Izquierdo Arroyo spent a year in the slammer after he was found guilty of embezzling more than $100,000 in cash from the non-profit that oversaw the buildings, which had also received thousands of dollars in public cash from Arroyo's daughter, City Councilwoman Maria del Carmen Arroyo.
The suit also accuses a candidate, which he identified as Arroyo in an interview, of flouting the law by going door-to-door the day before the election and “intimidat[ing]” seniors and other vulnerable New Yorkers to fill out absentee ballots in her favor.
Arroyo's office did not return repeated calls and emails for comment about the allegations. Serrano could not be reached.
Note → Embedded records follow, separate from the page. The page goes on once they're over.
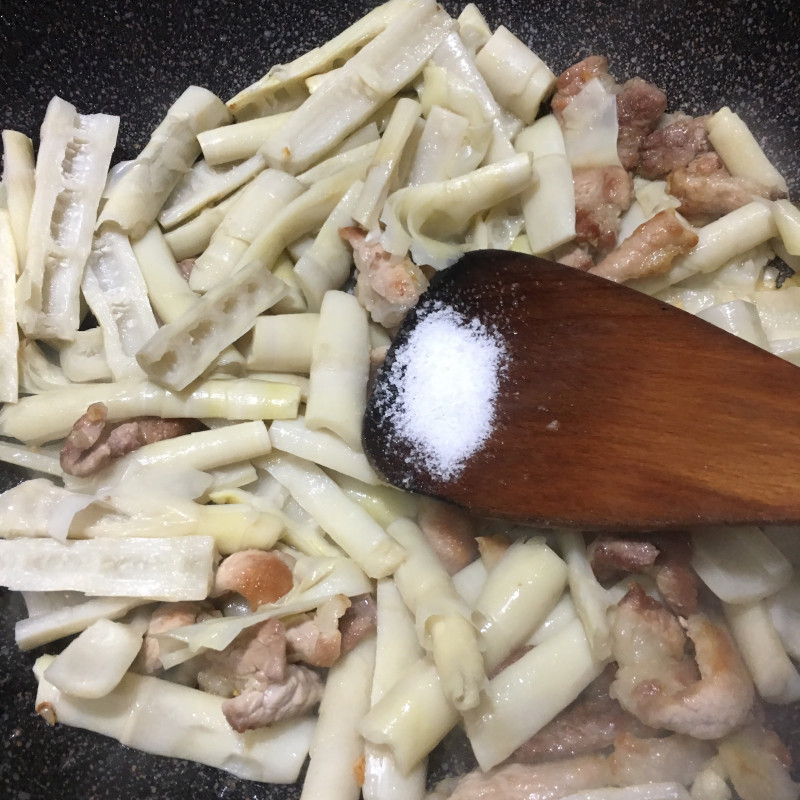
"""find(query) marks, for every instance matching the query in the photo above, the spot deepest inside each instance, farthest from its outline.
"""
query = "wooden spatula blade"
(616, 411)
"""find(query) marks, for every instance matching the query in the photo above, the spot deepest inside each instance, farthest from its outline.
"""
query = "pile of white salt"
(447, 375)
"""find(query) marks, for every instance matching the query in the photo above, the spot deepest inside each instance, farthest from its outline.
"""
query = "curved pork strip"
(708, 191)
(601, 195)
(388, 286)
(639, 106)
(659, 682)
(649, 250)
(573, 79)
(94, 443)
(450, 532)
(673, 146)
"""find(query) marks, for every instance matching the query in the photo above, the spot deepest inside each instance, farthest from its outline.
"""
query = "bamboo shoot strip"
(591, 599)
(347, 99)
(71, 169)
(168, 290)
(327, 263)
(414, 715)
(168, 719)
(264, 97)
(204, 450)
(443, 621)
(549, 204)
(282, 343)
(397, 649)
(41, 418)
(337, 393)
(383, 168)
(526, 695)
(321, 447)
(83, 360)
(516, 76)
(56, 624)
(204, 185)
(180, 568)
(136, 199)
(718, 242)
(183, 349)
(18, 180)
(243, 140)
(191, 238)
(9, 335)
(253, 209)
(741, 153)
(115, 290)
(347, 523)
(336, 746)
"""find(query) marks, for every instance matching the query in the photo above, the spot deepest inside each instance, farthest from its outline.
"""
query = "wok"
(133, 58)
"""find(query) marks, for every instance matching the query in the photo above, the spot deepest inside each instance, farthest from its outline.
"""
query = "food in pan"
(243, 589)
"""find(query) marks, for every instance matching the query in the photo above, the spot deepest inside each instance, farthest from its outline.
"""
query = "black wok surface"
(133, 58)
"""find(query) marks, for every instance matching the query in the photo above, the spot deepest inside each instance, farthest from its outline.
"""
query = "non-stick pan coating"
(133, 58)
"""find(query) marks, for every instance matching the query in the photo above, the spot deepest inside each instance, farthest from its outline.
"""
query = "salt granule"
(447, 376)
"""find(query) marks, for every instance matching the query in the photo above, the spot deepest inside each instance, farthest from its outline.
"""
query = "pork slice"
(705, 694)
(294, 696)
(574, 254)
(589, 725)
(673, 146)
(94, 443)
(708, 191)
(166, 617)
(573, 79)
(317, 640)
(675, 578)
(255, 659)
(388, 286)
(450, 532)
(534, 782)
(639, 107)
(610, 555)
(601, 195)
(649, 250)
(359, 621)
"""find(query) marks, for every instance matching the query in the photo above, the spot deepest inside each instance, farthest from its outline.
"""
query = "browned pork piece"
(589, 725)
(633, 761)
(186, 266)
(707, 190)
(337, 627)
(260, 576)
(758, 764)
(450, 532)
(388, 286)
(261, 686)
(573, 79)
(673, 146)
(666, 558)
(359, 621)
(601, 195)
(167, 617)
(706, 695)
(317, 640)
(534, 782)
(639, 107)
(94, 443)
(639, 104)
(610, 555)
(649, 250)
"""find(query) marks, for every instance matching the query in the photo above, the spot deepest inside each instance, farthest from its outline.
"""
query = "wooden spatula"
(613, 411)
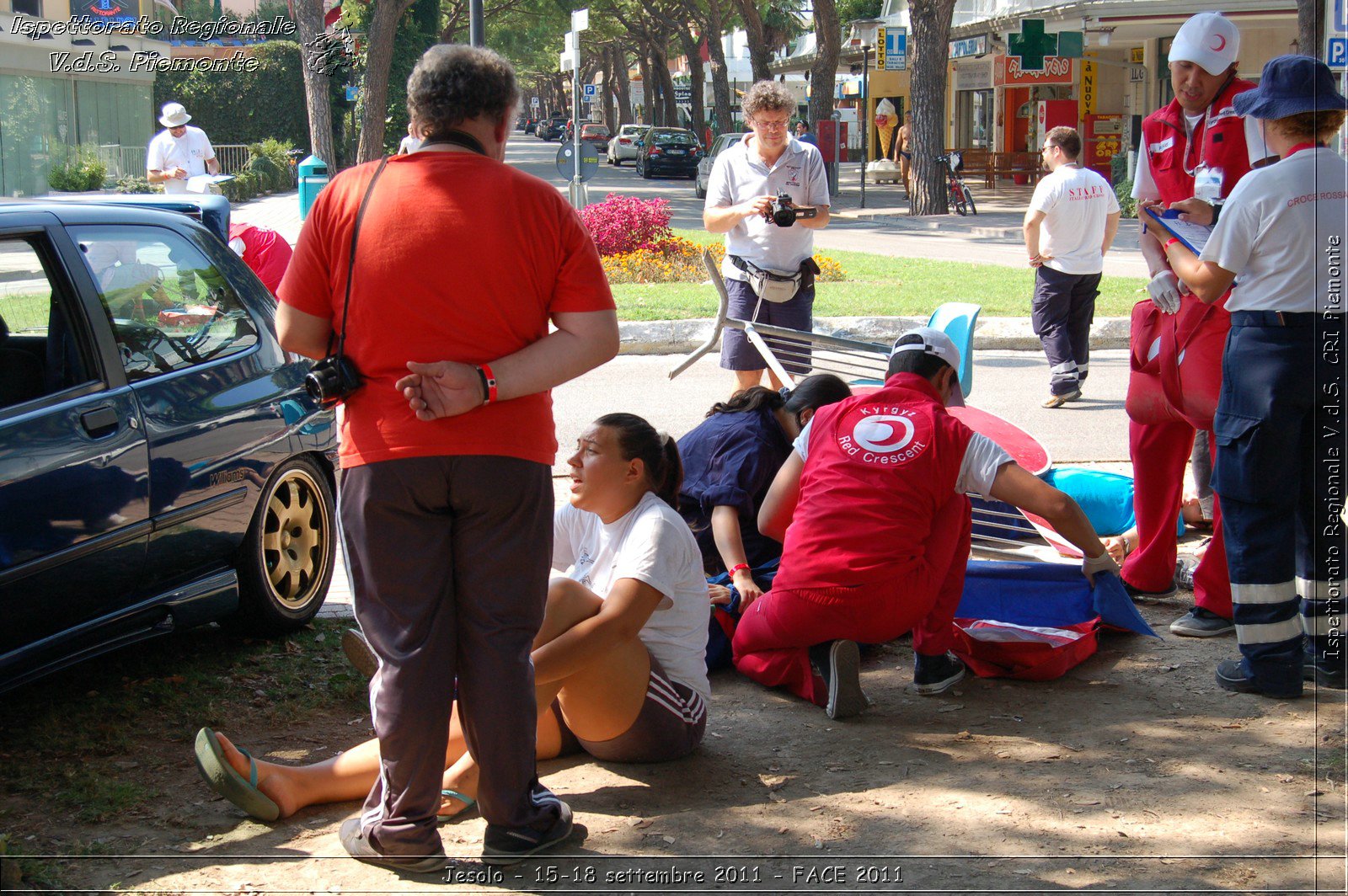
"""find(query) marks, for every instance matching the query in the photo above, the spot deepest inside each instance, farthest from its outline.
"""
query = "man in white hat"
(880, 532)
(1195, 147)
(179, 152)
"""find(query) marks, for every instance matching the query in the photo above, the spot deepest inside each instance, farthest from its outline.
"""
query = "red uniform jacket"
(265, 251)
(880, 467)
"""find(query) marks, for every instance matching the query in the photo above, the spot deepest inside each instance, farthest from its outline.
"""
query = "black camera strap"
(350, 263)
(458, 139)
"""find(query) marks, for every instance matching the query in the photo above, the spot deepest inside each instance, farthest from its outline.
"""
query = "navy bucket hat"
(1292, 85)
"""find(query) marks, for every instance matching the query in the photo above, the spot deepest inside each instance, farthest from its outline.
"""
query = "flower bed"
(637, 246)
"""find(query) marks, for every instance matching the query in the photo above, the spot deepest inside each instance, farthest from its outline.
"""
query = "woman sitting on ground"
(618, 662)
(730, 461)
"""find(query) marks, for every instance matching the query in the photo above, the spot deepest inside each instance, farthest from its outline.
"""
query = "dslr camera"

But Miriam Rodriguez, the president of a company called Innovative Property Management, said that the two buildings mentioned in the suit were transferred to her by the feds after the indictment, and insisted that they now have “absolutely no connections” with the Arroyo family.
Nonetheless, State Board of Elections records show the company contributed $500 to Arroyo’s campaign — its only political contribution in recent years.
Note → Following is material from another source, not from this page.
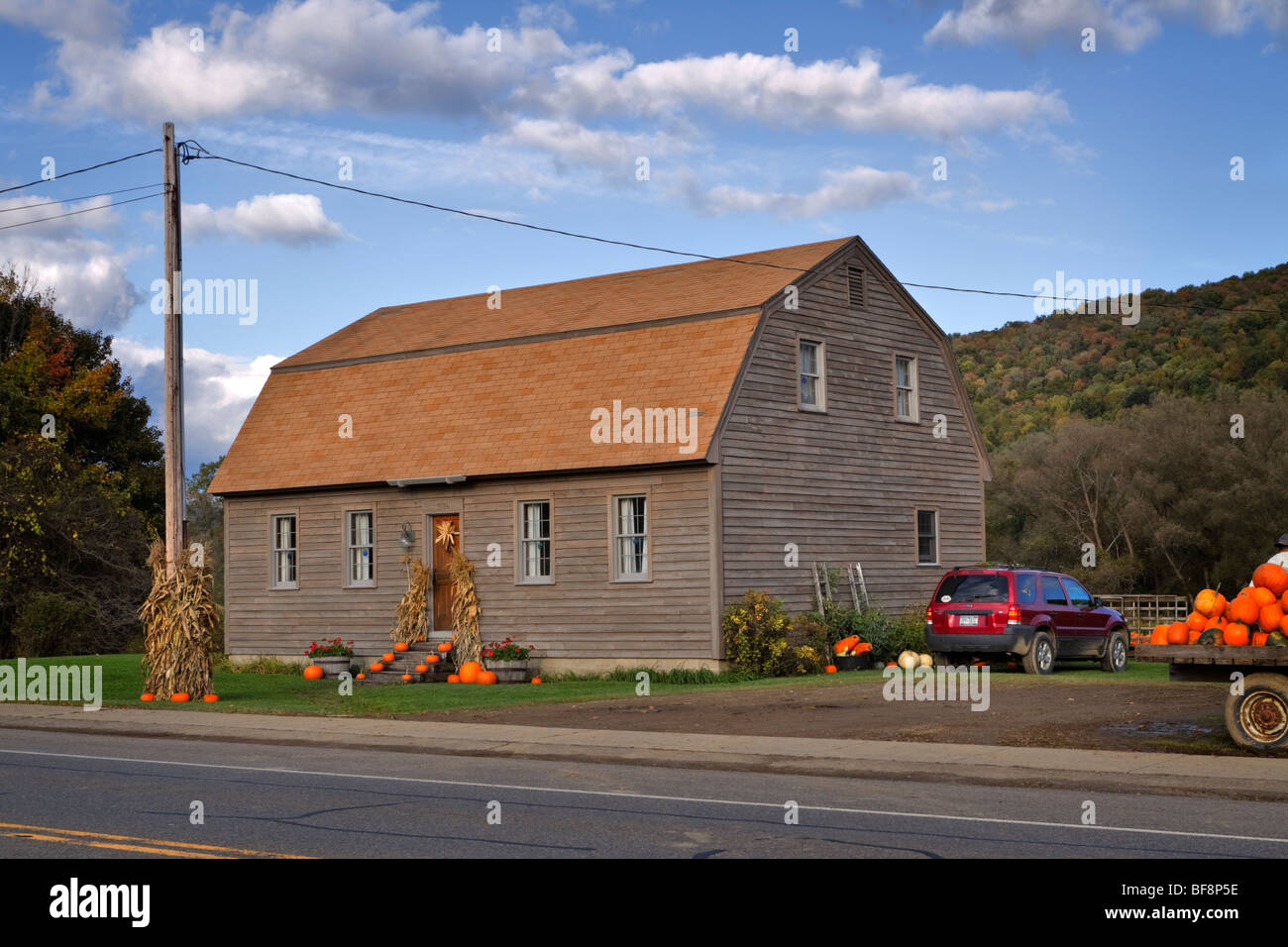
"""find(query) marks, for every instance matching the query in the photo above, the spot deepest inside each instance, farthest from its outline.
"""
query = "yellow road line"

Records also show that Izquierdo Arroyo, who recently got out of federal prison, was placed on his grandmother's payroll and received more than $200 for fundraising on her behalf.
In addition to his charges against the candidates, Rivera's suit also accuses poll workers of acting improperly, including entering voters’ voting booths without being asked, and “intimidat[ing], direct[ing] and guid[ing] and menac[ing] voters to select a particular candidate."
In addition, Rivera said that a sample ballots hung on the wall at certain poll sites “were defaced and marked with markings identifying a particular candidate."
He also alleged a slew of irregularities which were observed in other districts, including confusion caused by voters being sent to the wrong poll sites and too-small ballot type.
Arroyo swept the primary, winning 52.6 percent of the vote to Rivera's 25.5 percent.
But Rivera told DNAinfo.com that, had the election been fairly fought, he believes he would have won.
“Oh yes, it would have been different," he said. "I thought if you got on the ballot and ran an honest campaign, people go and cast their ballots."
"Next time we will be more prepared," he said.
The Board of Elections, which is also named as a defendant in the suit, voted this week to mail out an extra round of notices directing people to their poll sites and to increase the font size on the November election ballots.
A BOE spokeswoman declined to comment on the suit, citing a policy of not commenting on pending litigation.